Obat-obatan tersebut berhasil memulihkan kesehatan Arana, tapi pagi itu ....
Arana mendadak muntah-muntah hebat. Nando yang sedang menelpon di luar bergegas menutup panggilannya. Sesampainya di dalam dia tidak menemukan Arana sama sekali. Dia terpikir akan menavigasikan langkah menuju kamar mandi.
Semenjak kesehatan Arana memburuk dan gadis itu sudah tidak berdaya sama sekali di ranjangnya, Nando memindahkan sang adik ke kamar tidurnya semula.
Dengan rambut yang terurai berantakan, Arana membungkuk tepat di depan closet. Memuntahkan sesuatu yang berasal dari perutnya. Cairan bening terus menerus keluar.
Bayangan Nando yang terpantul di ubin jelas merebut atensi Arana. Hanya dengan sedikit menoleh ke samping, Arana tahu siapa yang datang. Namun, dia tak mempedulikan pria bejat tersebut.
Pria yang minim empati itu mendecakkan lidahnya. Susah sekali mengendalikan gadis satu ini. Sudah tahu kondisinya sedang tidak sehat masih saja keras kepala tidak mau meminum obatnya.

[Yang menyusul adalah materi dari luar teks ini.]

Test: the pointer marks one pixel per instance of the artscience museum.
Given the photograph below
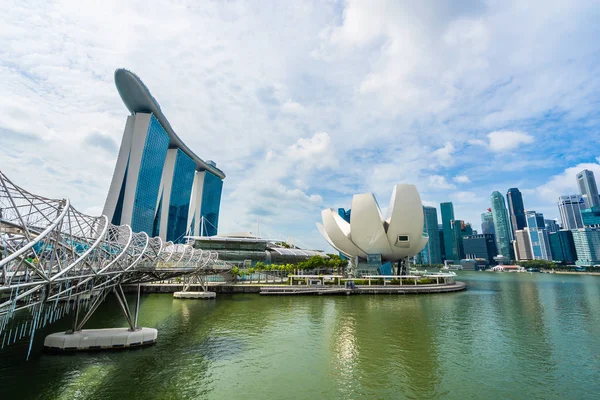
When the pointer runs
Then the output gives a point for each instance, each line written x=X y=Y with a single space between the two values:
x=375 y=241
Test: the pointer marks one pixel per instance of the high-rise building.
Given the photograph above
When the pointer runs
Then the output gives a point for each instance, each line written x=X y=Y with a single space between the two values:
x=516 y=209
x=570 y=208
x=480 y=246
x=458 y=231
x=442 y=246
x=588 y=188
x=551 y=225
x=591 y=217
x=431 y=253
x=522 y=245
x=345 y=214
x=587 y=246
x=501 y=225
x=562 y=246
x=540 y=245
x=159 y=185
x=447 y=210
x=487 y=223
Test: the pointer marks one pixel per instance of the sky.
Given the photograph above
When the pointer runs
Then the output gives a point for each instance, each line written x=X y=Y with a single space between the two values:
x=305 y=103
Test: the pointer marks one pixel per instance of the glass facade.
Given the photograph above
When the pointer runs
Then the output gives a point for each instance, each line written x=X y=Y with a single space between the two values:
x=562 y=246
x=516 y=209
x=487 y=223
x=211 y=202
x=447 y=210
x=431 y=253
x=345 y=214
x=181 y=192
x=501 y=225
x=588 y=189
x=551 y=225
x=148 y=185
x=480 y=246
x=587 y=246
x=591 y=217
x=570 y=211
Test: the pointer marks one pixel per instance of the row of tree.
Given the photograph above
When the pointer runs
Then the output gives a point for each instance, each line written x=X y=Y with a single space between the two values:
x=334 y=262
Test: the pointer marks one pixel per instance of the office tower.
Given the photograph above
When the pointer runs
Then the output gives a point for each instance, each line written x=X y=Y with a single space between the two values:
x=551 y=225
x=562 y=246
x=458 y=231
x=442 y=246
x=587 y=246
x=468 y=229
x=522 y=245
x=570 y=208
x=447 y=210
x=487 y=223
x=516 y=209
x=431 y=253
x=501 y=225
x=480 y=246
x=588 y=188
x=159 y=185
x=591 y=217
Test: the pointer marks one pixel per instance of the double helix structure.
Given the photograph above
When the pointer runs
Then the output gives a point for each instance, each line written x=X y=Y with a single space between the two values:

"Muntahkan semuanya. Jangan ditahan. Setelah itu minum obat! Kakak gak akan mentolerasi penolakan kamu kali ini ...."
Meski berdecak kesal, tangannya masih saja cekatan memijat tengkuk Arana. Berharap mual itu sedikit berkurang.
Akibat terlalu lemas Arana membiarkan saja pria itu bersikap sok pahlawan. Kemudian dia menuntun Arana ke ranjang juga menyuruh seseorang membuatkan secangkir teh hangat tanpa gula. Dalam kondisi sakit begini sang adik harus menurut.

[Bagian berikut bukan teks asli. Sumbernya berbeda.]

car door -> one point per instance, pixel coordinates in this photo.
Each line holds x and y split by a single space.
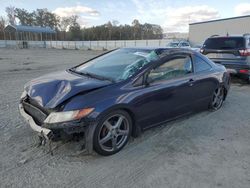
168 91
204 83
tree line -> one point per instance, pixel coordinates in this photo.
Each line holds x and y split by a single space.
68 28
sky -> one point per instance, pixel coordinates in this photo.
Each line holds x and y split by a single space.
172 16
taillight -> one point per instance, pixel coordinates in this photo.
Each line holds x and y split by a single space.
244 71
245 52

"Tetap di sini. Jangan kemana-mana sampai kakak datang!" Mendadak Nando meninggalkannya sendirian. Entah apa yang hendak pria itu lakukan di luar sana.
Tidak lama selepas si kakak tiri keluar kamar, orang yang Nando suruh membuatkan teh muncul. Arana sama sekali tidak peduli pada teh hangat tersebut.

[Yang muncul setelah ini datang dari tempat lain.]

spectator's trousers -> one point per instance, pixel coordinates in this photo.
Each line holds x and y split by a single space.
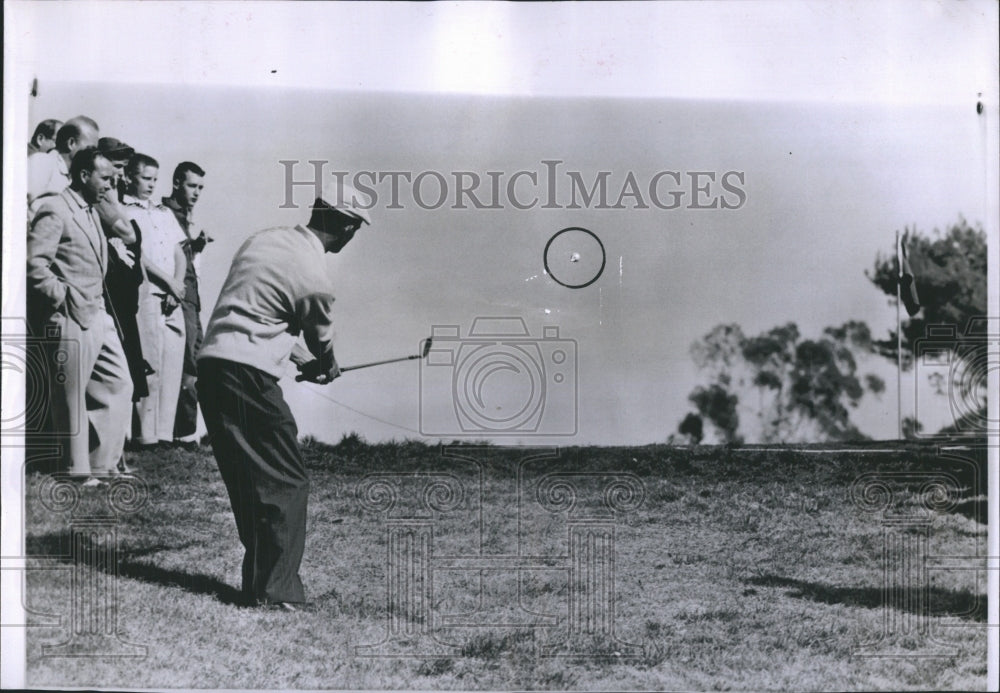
90 393
186 420
162 339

Perhatiannya tertuju pada kalender kecil yang terletak di atas meja. Tanggal delapan belas. Harusnya dia sudah datang bulan, tapi kenapa bercak merah itu belum muncul juga.
"Ini gak mungkin. Aku pasti salah," racau Arana merasa ketakutan dengan pikirannya sendiri.
Arana kontan bangkit dari tidur. Walau sedikit pusing serta lemas, dia tetap memaksakan diri berjalan menuju nakas demi mengambil sebuah benda. Alat tes yang selalu Nando tunjukkan untuk menakut-nakutinya.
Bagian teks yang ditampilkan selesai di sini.